福沢諭吉と妬みカルチャー
先日、ご飯をご一緒した響心総理くんという人がこんなことを教えてくれた。
「福沢諭吉は『天は人の上に人を作らず』とも言っていますけれど、日本人の妬み精神についても言っていたんです」
昔々に図書館で借りて読み、なんとなく理解をしたような気になっていたのも、はるか昔の思い出である。妬みのことなんて書いてあったっけ?
Amazonを見てみると、ずいぶんいろいろな現代語訳が出ている。とりあえず、ベストセラーのちくま文庫版をぽちりました。
読み始めてすぐわかった。まだ世の中に出ていない若造には実感として理解できないだろうと思われることがたくさん書いてある。社会人になってから(また)読むことに意味があるのだ。そして今の時代にも当てはまる(と言うべきか、福沢諭吉が見ていた世界から日本人の精神性が進化していないと言うべきか)ことがわんさかある。

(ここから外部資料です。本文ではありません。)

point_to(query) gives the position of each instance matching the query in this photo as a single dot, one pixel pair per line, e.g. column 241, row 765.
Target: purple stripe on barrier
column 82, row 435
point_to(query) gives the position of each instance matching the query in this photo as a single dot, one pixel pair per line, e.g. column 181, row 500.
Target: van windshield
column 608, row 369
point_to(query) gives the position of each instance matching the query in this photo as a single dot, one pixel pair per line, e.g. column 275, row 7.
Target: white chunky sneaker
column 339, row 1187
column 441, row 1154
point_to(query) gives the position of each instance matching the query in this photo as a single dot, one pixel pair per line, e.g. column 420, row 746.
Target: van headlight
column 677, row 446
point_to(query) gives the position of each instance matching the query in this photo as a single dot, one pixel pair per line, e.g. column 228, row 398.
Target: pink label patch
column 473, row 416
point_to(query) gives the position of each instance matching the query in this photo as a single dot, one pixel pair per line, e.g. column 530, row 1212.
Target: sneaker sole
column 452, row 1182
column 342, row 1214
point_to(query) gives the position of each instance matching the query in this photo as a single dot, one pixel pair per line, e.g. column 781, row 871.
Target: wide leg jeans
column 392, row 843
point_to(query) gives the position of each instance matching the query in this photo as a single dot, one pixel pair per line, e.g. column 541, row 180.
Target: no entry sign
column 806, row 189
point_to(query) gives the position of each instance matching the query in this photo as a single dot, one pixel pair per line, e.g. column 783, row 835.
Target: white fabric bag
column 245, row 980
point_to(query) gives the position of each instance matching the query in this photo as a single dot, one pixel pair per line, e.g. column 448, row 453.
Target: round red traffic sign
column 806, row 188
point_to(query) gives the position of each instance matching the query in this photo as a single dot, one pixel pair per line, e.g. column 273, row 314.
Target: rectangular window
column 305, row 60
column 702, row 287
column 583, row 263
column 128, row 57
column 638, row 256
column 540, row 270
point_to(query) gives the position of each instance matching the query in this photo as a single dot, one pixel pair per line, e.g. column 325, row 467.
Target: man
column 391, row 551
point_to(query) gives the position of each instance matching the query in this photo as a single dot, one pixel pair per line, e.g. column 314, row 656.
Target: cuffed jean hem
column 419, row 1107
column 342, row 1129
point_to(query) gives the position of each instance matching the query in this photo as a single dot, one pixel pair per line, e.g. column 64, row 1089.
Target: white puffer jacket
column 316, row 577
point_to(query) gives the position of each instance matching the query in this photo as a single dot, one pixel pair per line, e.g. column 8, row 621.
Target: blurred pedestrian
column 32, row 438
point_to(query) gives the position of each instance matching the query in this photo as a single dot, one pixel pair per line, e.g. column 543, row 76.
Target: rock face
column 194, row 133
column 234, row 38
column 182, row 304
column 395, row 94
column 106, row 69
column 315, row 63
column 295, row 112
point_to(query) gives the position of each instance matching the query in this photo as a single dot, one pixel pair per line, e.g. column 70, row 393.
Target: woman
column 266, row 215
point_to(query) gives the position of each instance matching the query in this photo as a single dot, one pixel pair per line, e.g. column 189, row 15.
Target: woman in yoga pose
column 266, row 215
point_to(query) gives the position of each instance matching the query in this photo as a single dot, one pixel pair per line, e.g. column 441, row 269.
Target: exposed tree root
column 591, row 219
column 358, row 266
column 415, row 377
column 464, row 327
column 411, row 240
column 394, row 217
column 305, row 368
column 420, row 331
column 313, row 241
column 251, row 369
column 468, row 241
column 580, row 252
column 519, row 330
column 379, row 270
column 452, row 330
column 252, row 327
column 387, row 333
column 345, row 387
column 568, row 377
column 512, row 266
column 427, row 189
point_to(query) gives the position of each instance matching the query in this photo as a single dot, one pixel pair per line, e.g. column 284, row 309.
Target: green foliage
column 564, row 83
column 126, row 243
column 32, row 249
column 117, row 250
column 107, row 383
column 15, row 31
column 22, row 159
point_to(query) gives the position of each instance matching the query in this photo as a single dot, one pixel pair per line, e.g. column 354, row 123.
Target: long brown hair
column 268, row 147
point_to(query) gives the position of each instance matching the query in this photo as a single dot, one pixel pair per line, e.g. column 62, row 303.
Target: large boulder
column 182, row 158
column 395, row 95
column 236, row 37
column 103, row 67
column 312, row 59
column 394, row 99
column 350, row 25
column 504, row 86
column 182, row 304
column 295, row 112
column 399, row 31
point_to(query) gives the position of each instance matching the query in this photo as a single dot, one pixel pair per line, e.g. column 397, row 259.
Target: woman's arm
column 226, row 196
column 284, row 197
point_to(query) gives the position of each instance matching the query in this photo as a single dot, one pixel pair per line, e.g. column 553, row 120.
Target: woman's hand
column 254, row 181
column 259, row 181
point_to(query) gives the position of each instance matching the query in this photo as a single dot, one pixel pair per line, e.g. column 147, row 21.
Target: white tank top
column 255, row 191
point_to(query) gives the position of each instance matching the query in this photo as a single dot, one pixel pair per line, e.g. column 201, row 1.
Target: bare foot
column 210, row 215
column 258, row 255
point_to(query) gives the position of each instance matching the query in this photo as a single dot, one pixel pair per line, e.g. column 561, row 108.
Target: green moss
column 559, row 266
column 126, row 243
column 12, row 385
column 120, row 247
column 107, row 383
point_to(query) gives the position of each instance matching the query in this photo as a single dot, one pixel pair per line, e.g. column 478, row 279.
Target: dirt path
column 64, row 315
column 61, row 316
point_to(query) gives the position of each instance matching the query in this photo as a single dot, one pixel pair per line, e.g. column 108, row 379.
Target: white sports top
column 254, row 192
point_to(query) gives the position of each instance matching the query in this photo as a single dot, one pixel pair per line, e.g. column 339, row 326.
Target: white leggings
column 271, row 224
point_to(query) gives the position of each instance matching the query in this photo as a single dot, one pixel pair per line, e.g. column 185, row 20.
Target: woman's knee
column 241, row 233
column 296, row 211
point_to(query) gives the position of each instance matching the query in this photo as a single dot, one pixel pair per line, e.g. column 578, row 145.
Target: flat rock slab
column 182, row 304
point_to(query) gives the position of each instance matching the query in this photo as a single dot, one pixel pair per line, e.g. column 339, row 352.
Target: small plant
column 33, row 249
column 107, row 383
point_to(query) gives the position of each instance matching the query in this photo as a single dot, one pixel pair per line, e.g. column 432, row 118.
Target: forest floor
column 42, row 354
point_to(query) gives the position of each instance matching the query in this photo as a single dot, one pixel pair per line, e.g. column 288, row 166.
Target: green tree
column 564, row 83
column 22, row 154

「およそ人間には、いろいろな欠点があるものだが、人間社会において最大の害があるのが、『怨望(他人の幸福をねたんだり、うらむこと)』である」
「怨望が、人間社会の中で害があることは以上に見たとおりだが、それが生まれた原因は、と考えてみると、それはただ『窮』の一言に尽きる。この場合の『窮』とは、困窮とか貧窮というときの『窮』ではない。言論の自由をふさぎ、行動の自由を妨げるというように、人間の自然の働きを行き詰まらせる『窮』なのだ」
長年、日本人の金持ち叩きはどこからくるのかと思っていたが、根が深いのう。金持ち叩きやら、不倫叩きもあれ、妬みの一種と考えると納得である。それにしても金持ち叩きがないほうが、国の経済力にはプラスである。どう考えても。
自分にだって若いときにはあったんですよ、それなりに。妬みというか、羨み。胸が大きい人や鼻が高くて美しい人に。そして今だってときどき、人の文章力に嫉妬めいた気持ちを抱いたりすることもなくはない。が、素敵だなあと思うしかない。自分にはこれ(自分の芸風)しかできないのだ!自分の力を磨こうと思うことには生産性があっても、妬みに生産性はないのである。そしてそれがどれだけ自分の精神を解放してくれたことか。解放されると、楽ですよ~、と妬んでしまう人には伝えたい。
カルロス・ゴーンさんの件も、きっといろんな段階における妬みがあったんだろうと想像する。